Architecture¶
The orchestrator manages a fixed pool of 10 FPGA nodes (fpga_id 0–9).
Every interaction flows through three core concepts: the FPGA state machine,
sessions, and jobs.
FPGA state machine¶
Each FPGA is always in exactly one state. Operations are only valid from certain states, which keeps two users from clobbering the same board.
stateDiagram-v2
[*] --> idle
idle --> queued: submit
queued --> building: worker picks up
queued --> idle: cancel
building --> programming: build ok
building --> idle: build failed
programming --> reserved: programmed
programming --> error: program failed
reserved --> reserved: run
reserved --> idle: reset / release
reserved --> error
error --> idle: reset
| State | Meaning |
|---|---|
idle |
Free.
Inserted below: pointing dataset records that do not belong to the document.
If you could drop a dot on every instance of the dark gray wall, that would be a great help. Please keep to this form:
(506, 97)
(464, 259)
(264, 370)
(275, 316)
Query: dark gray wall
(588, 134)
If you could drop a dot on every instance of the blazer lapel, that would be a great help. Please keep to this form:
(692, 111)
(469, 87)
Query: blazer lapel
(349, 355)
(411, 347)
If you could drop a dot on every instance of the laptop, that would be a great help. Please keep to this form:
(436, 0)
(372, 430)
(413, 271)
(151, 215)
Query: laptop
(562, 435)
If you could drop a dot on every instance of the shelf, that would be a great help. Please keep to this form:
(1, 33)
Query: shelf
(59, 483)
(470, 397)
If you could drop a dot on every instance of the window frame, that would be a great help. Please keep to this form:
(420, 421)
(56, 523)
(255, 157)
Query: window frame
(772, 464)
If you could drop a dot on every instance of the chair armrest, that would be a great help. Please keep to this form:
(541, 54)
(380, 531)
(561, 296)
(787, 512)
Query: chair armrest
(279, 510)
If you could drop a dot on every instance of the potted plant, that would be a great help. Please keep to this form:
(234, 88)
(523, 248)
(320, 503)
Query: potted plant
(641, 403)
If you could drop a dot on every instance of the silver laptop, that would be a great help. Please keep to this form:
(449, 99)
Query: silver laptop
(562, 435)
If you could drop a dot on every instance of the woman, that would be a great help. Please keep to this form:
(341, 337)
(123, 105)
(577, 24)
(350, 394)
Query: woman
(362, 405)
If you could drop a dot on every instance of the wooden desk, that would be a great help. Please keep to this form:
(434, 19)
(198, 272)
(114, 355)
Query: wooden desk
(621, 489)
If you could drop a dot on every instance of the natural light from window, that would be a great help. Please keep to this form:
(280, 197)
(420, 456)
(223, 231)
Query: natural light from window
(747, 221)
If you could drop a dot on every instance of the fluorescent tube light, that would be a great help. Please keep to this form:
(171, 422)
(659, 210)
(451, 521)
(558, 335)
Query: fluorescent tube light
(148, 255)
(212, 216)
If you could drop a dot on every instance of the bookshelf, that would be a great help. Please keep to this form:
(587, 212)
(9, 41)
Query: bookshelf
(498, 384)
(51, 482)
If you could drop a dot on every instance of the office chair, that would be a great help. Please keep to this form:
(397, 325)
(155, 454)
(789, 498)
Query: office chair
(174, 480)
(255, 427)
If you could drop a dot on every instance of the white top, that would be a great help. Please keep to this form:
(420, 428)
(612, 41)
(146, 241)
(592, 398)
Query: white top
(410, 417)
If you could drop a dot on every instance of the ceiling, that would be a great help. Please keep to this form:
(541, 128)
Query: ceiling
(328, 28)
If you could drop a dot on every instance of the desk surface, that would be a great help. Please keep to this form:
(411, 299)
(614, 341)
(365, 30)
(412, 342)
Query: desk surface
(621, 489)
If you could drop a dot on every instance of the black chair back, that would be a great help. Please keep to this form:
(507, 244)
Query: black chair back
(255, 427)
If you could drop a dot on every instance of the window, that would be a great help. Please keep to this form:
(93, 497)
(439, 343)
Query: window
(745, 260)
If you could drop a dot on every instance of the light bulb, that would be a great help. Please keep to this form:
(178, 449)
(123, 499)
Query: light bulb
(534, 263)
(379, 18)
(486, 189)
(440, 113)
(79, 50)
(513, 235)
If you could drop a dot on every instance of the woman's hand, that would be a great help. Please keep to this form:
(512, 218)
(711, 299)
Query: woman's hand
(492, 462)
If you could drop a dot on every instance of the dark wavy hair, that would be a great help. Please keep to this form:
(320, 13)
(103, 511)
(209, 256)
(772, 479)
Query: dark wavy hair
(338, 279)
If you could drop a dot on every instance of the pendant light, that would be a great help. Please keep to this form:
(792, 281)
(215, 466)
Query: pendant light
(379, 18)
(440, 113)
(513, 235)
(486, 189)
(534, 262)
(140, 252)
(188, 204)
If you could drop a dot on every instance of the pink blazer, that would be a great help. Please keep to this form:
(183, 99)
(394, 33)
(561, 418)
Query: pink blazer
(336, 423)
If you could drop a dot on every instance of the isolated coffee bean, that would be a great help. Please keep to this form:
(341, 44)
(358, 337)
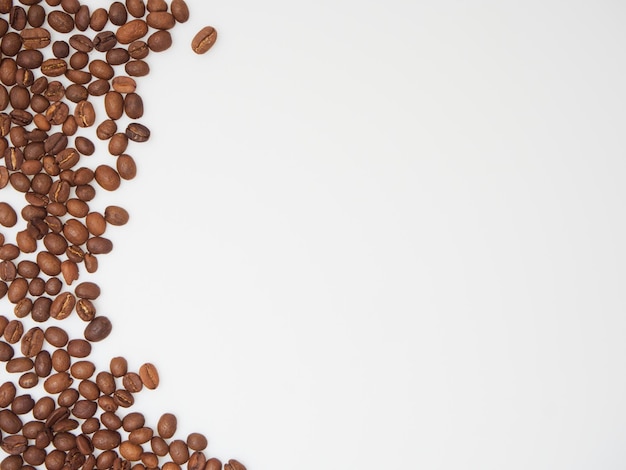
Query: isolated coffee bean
(98, 329)
(204, 40)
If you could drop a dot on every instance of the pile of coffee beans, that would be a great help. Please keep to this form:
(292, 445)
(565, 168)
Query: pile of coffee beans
(68, 77)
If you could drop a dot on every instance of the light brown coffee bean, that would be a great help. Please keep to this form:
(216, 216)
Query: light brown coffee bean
(204, 40)
(98, 329)
(167, 425)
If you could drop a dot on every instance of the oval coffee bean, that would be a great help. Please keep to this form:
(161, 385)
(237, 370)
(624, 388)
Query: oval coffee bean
(204, 40)
(98, 329)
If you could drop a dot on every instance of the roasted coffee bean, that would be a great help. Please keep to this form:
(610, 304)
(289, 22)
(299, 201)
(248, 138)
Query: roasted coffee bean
(60, 21)
(19, 364)
(167, 425)
(204, 40)
(132, 382)
(58, 382)
(179, 452)
(107, 178)
(81, 43)
(100, 69)
(105, 41)
(99, 19)
(137, 68)
(117, 56)
(82, 369)
(85, 114)
(98, 329)
(13, 445)
(138, 49)
(79, 348)
(82, 18)
(180, 10)
(62, 306)
(137, 132)
(61, 360)
(118, 144)
(43, 364)
(8, 217)
(85, 309)
(160, 41)
(32, 342)
(126, 167)
(105, 439)
(197, 461)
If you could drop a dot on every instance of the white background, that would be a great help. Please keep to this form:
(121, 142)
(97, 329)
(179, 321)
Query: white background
(382, 235)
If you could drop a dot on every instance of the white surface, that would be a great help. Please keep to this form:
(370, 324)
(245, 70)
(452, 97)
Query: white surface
(383, 235)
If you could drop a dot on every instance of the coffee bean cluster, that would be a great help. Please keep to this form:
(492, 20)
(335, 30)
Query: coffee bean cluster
(68, 79)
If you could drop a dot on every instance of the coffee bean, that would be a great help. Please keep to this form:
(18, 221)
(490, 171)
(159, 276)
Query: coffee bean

Accepts a new submit. |
queued |
A build-and-program job is waiting for a worker. |
building |
The design is compiling in the build sandbox. |
programming |
The bitstream is being flashed onto the board. |
reserved |
Programmed and held for the submitter. Accepts run transactions. |
error |
A program/run step failed. Must be reset back to idle. |
Sessions¶
When a design is successfully programmed, the FPGA becomes reserved and a
session is created for the submitter. The session ties a board to its owner
and carries a TTL (expires_at). While reserved, only the session holder may
run transactions or reset the board.
Releasing a session (POST /fpga/{id}/session/release) enqueues a reset job
that returns the FPGA to idle once it completes.
Reset is unreliable in the prototype
The reset job reflashes the base LiteX SoC, which currently fails and can
leave the board in error instead of idle. See
Troubleshooting for the
recovery procedure.
Jobs¶
All work is asynchronous. An endpoint that changes hardware state returns
202 Accepted with a job_id; you poll the job to follow its progress.
There are three job types:
| Type | Triggered by | Does |
|---|---|---|
build_and_program |
POST /fpga/{id}/submit |
Compiles the HDL and flashes the bitstream. |
run |
POST /fpga/{id}/run |
Executes a Wishbone read/write transaction. |
reset |
reset / session/release |
Reflashes the base LiteX SoC, returns to idle. |
And five job statuses: queued → running → complete, or failed, or
cancelled (only a queued job can be cancelled).
Poll a job with GET /fpga/{id}/jobs/{job_id}; fetch its
build log at /logs and, for run jobs, its data at /result.
Putting it together¶
sequenceDiagram
participant C as Client
participant O as Orchestrator
participant W as Worker / FPGA
C->>O: POST /fpga/3/submit (design.py)
O-->>C: 202 { job_id, status: queued }
O->>W: build_and_program
W-->>O: programmed → reserved
C->>O: GET /fpga/3/jobs/{job_id} (poll)
O-->>C: { status: complete }
C->>O: POST /fpga/3/run { op, address, data }
O-->>C: 202 { job_id }
C->>O: GET /fpga/3/jobs/{job_id}/result
O-->>C: { ok: true, data: [...] }
C->>O: POST /fpga/3/session/release